1970年のデビューからメンバーの出入りを経て、小田和正、鈴木康博の2人のデュオとなったオフ・コース。その記念すべきデビュー・アルバム

収録曲

1 僕の贈りもの
2 よみがえるひととき
3 彼のほほえみ
4 水曜日の午後
5 地球は狭くなりました
6 でももう花はいらない
7 歩こう
8 ほんの少しの間だけ
9 貼り忘れた写真
10 静かな昼下がり
11 さわやかな朝をむかえるために

解説

 デビューアルバムというのは不思議なものだと思う。そのバンドやアーティストが初めて世に問う作品。当然のことながら技術的な面も含めた表現力は未熟だったりもするわけで、作品としてのクオリティということで言えば、それ以降の作品に及ばなかったりするものの、やりたいことのエッセンスが注ぎ込まれていることが多い。そして、デビューアルバムの持つ意味が浮き彫りにされてくるのは、キャリアが重なってからだと言うことも付け加えなければいけない。

 このアルバムは1973年6月5日発売。オフコースの記念すべきデビューアルバム。ただ、デビューはその3年前の70年4月5日。シングル「群衆の中で」。このアルバムのタイトル曲でもある「僕の贈りもの」はシングル4枚目だ。その前に出された3枚のシングルがどれも収録されていないことが彼らのデビューを物語っている。デビューシングルはAB面ともヤマハの作曲コンクールに応募してきたアマチュアの作品に作詞家の山上路夫が詞をつけたもので、メンバーも小田和正・鈴木康博と同じ横浜あ聖光学園の音楽仲間、地主道夫の3人。「僕の贈りもの」は小田和正のオリジナルがAB面になった初めてのシングルだった。ジャケットにも初めて二人で写っている。アルバムの一曲目に入っているのも、ここから始まったという意味だろう。アカペラから始まるイントロ。アウトロのバイオリンの余韻。叙情的な季節感とメロディの汚れの無さ。小田和正と鈴木康博のコーラス。「贈りもの」という自分たちの歌の位置づけ。オフコースの原点とも言えるのがこの曲だろう。

 70年代前半はフォークソングの時代だった。吉田拓郎が「結婚しようよ」でヒットチャートに躍り出たのが72年。チューリップが「心の旅」で一位になり、かぐや姫が「神田川」で、井上陽水がアルバム「氷の世界」をミリオンセラーにしたのもこの年だ。長髪にジーンズというスタイルが全盛の中で、オフコースの二人は傍流だった。鈴木康博は東工大を卒業、決まっていた電気会社を蹴って音楽の道に進んだものの、小田和正は東北大を卒業、一年間勉強して、早稲田の大学院に入り直していた。音楽と勉強の両立の難しさ。「もう花はいらない」にあるように歌うべきテーマが見えていたのは鈴木康博の方かもしれない。

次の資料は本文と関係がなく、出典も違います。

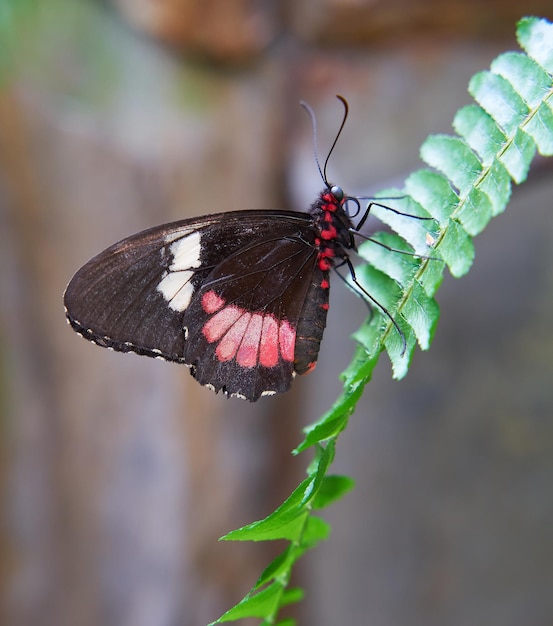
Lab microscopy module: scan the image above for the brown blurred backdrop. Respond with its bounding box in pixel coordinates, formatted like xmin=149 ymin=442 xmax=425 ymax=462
xmin=0 ymin=0 xmax=553 ymax=626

小田和正は「水曜日の午後」を歌いながら自分を励ましていたと語っている。

 当時のフォークソングの枠には収まらないアルバムだったと改めて思う。賛美歌のような「ほんの少しの間だけ」、鈴木康博が自らコンガを叩いている「貼り忘れた写真」。ストリングスとコーラスが美しい「さわやかな朝をむかえるために」。商業的な成功には目もくれずにやりたかったことを詰め込んだ。それこそデビューアルバムならではのみずみずしさだろう。